Within the tumor lymphoid cell compartment, CD8+ T, B, and plasma cells were increased, while NK and conventional T cells were decreased compared to normal tissue controls (Fig. 4A). Regulatory T cells were almost exclusively found in tumor tissue samples and expressed inhibitory molecules such as CTLA4 and TIGIT (Supplementary Fig. 8C, arrowheads) corresponding to their immunosuppressive role [23]. We identified in total four clusters of CD8+ T cells (Fig. 4A). The tumor-enriched CD8+ T cell clusters 1 and 2 and proliferating CD8+ T cells were characterized by an exhaustion signature [10] (Fig. 4F, black arrowheads), while this score was low in the normal-enriched CD8+ T cell cluster 3 (Fig. 4F, white arrowhead).
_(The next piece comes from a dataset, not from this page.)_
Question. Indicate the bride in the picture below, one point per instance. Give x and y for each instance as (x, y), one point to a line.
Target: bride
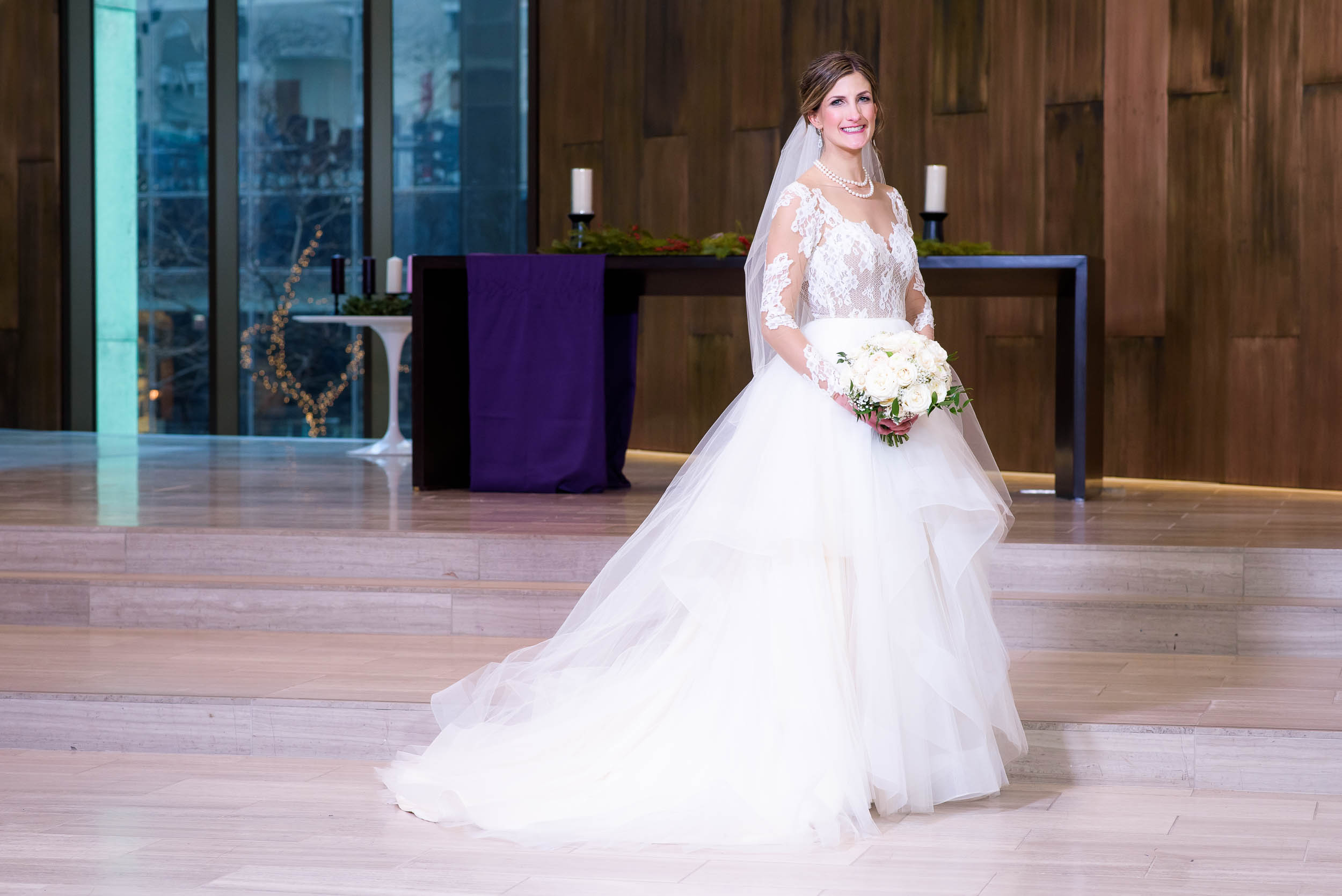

Exhausted CD8+ T cells were significantly associated with proinflammatory monocyte-derived macrophages (cluster 2) and plasmacytoid dendritic cell numbers (Fig. 4G), and a similar trend, albeit not significant, was seen for regulatory T cells.

Taken together, we identify patient-overarching changes of the immune cell composition from normal lung tissue to adenocarcinoma, and distinct tumor immune microenvironment patterns contributing to interpatient heterogeneity.
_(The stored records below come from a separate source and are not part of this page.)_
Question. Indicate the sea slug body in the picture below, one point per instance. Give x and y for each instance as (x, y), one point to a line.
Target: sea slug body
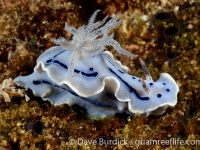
(81, 72)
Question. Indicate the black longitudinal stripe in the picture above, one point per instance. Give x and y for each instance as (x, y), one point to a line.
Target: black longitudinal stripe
(58, 54)
(77, 71)
(131, 88)
(37, 82)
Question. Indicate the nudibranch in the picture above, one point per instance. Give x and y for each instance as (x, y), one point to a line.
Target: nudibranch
(81, 72)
The tumor microenvironment of lung adenocarcinoma features two major patterns

To integrate our analyses of variable cell prevalences in the tumor microenvironment, we calculated proportions of cells of the myeloid, lymphoid, endothelial and fibroblastic/muscle cell compartments across patients (for cell counts see Supplementary Tables 14). Principal component analysis showed that tumors formed subgroups based on the cellular composition of the tumor microenvironment (Fig. 5A). One group of tumors (P018, P019, P024, P031, P032, and P033) was marked by normal-like myofibroblasts, non-inflammatory monocyte-derived macrophages, NK cells, myeloid dendritic cells and conventional T cells, referred to as N³MC pattern (Fig. 5B, Supplementary Figs. 7C, 9A). A second group of tumors (P023, P027, P030 and P034) was characterized by cancer-associated myofibroblasts, proinflammatory monocyte-derived macrophages, plasmacytoid dendritic cells and exhausted CD8+ T cells, referred to as CP²E pattern (Fig. 5B, Supplementary Figs. 7C, 9A). Comparable patterns were also found in an independent single-cell dataset of primary lung adenocarcinoma (Supplementary Fig. 7D–F). The two microenvironmental patterns roughly separated tumors by histological grade (Fig. 5A, Supplementary Fig. 7C), by expression scores of “alveolar/club-like” versus “undifferentiated” tumor cell signatures (Fig. 5B), and by prevalence of microenvironmental cell clusters (Fig. 5B, C, Supplementary Fig. 9B).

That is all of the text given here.